Para isso, nada melhor do que dois gémeos idênticos com o mesmo ADN, mas em ambientes diferentes: Mark ficou em Terra, Scott foi para o espaço. Em microgravidade, o corpo de Scott mudou. A visão ficou afectada, o seu sistema imunitário permaneceu funcional, os telómeros (as “pontas protectoras” dos cromossomas) cresceram no espaço e diminuíram no regresso. Na altura, os cientistas da NASA diziam que este estudo provava a “resiliência e robustez” do corpo humano.

As mudanças no corpo humano “são preocupantes”, mas não necessariamente assustadoras, reconhece Scott Kelly na entrevista. “Estamos cientes do risco. Quanto mais tempo lá estivermos, mais expostos ficamos a esse risco.”  

Estas missões na Estação Espacial Internacional são importantes para perceber os efeitos da microgravidade e da radiação no corpo humano, conhecimento que poderá ser útil em futuras viagens interplanetárias.
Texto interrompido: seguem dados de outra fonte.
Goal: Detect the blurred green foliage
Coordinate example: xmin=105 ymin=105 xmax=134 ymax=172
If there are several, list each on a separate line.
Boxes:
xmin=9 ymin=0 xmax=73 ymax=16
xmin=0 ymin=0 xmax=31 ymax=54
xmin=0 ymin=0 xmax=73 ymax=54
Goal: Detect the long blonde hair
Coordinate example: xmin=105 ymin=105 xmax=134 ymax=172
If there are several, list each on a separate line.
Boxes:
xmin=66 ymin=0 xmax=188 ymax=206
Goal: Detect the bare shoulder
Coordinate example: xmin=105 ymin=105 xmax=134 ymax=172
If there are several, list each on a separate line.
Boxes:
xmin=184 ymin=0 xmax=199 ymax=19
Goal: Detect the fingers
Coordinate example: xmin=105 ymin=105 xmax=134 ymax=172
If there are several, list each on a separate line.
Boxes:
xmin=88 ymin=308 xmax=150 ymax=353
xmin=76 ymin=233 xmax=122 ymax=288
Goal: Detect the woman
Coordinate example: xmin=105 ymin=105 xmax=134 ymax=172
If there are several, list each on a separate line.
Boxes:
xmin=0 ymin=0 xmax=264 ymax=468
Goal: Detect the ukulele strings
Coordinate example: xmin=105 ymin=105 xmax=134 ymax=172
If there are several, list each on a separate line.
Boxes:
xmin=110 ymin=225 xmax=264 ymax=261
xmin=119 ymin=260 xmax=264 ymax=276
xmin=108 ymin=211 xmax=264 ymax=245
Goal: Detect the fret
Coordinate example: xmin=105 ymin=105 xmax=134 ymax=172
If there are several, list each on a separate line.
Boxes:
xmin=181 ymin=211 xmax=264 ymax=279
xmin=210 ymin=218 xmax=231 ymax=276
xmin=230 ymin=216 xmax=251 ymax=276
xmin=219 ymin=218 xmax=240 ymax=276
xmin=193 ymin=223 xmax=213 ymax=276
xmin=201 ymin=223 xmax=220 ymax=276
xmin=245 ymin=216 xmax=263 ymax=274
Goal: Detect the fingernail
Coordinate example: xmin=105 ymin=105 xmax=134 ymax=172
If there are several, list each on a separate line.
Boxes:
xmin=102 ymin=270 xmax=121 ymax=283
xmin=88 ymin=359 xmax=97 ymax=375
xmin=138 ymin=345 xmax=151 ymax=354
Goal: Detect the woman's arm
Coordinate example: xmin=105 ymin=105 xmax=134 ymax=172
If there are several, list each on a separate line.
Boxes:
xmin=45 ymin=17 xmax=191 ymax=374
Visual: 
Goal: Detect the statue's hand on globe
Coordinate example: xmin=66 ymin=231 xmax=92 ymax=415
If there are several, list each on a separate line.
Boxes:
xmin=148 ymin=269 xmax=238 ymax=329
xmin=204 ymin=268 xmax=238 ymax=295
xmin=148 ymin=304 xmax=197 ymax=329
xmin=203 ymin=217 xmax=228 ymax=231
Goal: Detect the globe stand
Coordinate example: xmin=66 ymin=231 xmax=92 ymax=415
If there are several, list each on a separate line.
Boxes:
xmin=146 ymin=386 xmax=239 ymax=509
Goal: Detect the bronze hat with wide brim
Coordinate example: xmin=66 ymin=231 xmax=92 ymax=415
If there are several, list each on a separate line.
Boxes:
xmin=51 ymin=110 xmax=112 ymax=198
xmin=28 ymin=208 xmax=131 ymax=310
Os problemas relacionados com a gravidade poderão ser atenuados pela gravidade de Marte, cerca de um terço daquela que existe na Terra. “Os desafios acabam por estar mais relacionados com a forma como se pode proteger a tripulação de radiação, é algo que tem de ser resolvido. Porque se pode estar em contacto com dez vezes mais radiação do que aquela com que lidamos em órbitas mais baixas na Terra”, defende o astronauta. Scott Kelly não tem dúvidas de que uma viagem até Marte acontecerá – só resta saber quando. O problema nem é tecnológico, diz: “Politicamente, é um longo caminho.”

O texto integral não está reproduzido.